My X4 Speedmaster cuts at 80-110ipm 90% of the time and all axis rapid at 150.
I haven't powered up my new X5 Speedmasters yet, but with the reduced friction and stiction of going from dovetails to linear rails I expect they will be faster.
The Hurco KMB1 will cut at rapid speed if the speeds and feed and cutter will support it. I have a completely retrofit control system on it currently using DuGong 160 servo controllers. I have all axis set to 200IPM, but with only a 3600 RPM spindle it will rarely support that much feed.
All of that being said: For the type of machining I do acceleration is more important than feed rate. I do a lot of very short move 3D sculpting in aluminum. Who cares if the calculators says you can make the cut at 80ipm if the machine never reaches that feed rate anyway. This is where you start to get trade offs. High acceleration will cause your machine to fault almost before it starts. With stepper systems you may see the machine stall or chatter. With servo systems your servo driver throws a fault output to the control. On a stepper driven system (except some closed lop systems which act more like servos) you just lose position and your part is quality suffers from not quite right to totally destroyed. On a properly setup servo system the machine just stops when the following error is exceeded.
What can you do? Reduce the acceleration rate is one thing. On a servo system you can increase the allowed following error. If your controls can handle it you can increase voltage to the servos too. On a stepper system you might be able to increase voltage or current to your steppers, but most small steppers systems are already setup at their max. From my experience usually higher than their max for longevity. You are back to reducing acceleration. Sometimes acceleration also affects the top feed rates. It winds up being a balancing act in those cases.
What do my machines do?
The MaxNC accelerated (after I fixed it from its abominable initial setup) at a solid 20iss.
The Taig when adjusted to cut good tolerances was about 15iss.
My little Chinese router (forgot that one) seems like it will accelerate at 30iss, but on long jobs its position drifts on all axis with Z expectedly being the worst.
The X4 Speedmaster does a solid 25iss all day long on all axis (if the Z weight is balanced) and it just has big steppers. Currently its doing 90% of my paying work. Even so I'll often program 80-110 IPM and not see the display reach half that. I actually tested upto 45iss on X&Y and and 40 on Z after changing gas springs and adding weight to the head. I figure 25iss rock solid is good enough for now. 25iss is the setting in the stock config file.

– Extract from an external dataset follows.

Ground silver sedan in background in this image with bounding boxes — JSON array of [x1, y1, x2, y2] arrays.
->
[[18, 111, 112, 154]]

The X5s remain to be seen, but I am hoping for 30-35 out of them since they also have more powerful spindles. It would be nice to produce at feed rates the 24K spindles can support.
My Hurco again is the odd machine out. Back when I ran GeckoDrives I had to keep turning the acceleration rate down as they were used. Over the course of a year they would drop from 25iss rock solid to 12iss and flakey. I'd replace the drives and it would be great again. I went to the DuGongs and it was like a whole different machine. The initial following error was huge so I did all kinds of crazy tests. Acceleration at 100iss. Rapids at 450ipm (X&Y) and higher. It was stupid. Scary too. When you see over a 1000 pounds of table being slung around like that its pretty wild. I cranked down the following error (I think I have it set at 50 with 10K pulse per inch) and I get a solid 30iss and 200ipm on all axis after much testing at higher accelerations and feed rates. I could run it faster, but there really is no need with just 3600 RPM out of that spindle. I keep playing with the idea of putting a high speed companion on it.
Anyway, my point is that while feed rate is important to material removal rates, so is acceleration. In some types of work a machine with good acceleration and modest top feed rate can outproduce a machine with wild feed rates and more modest acceleration.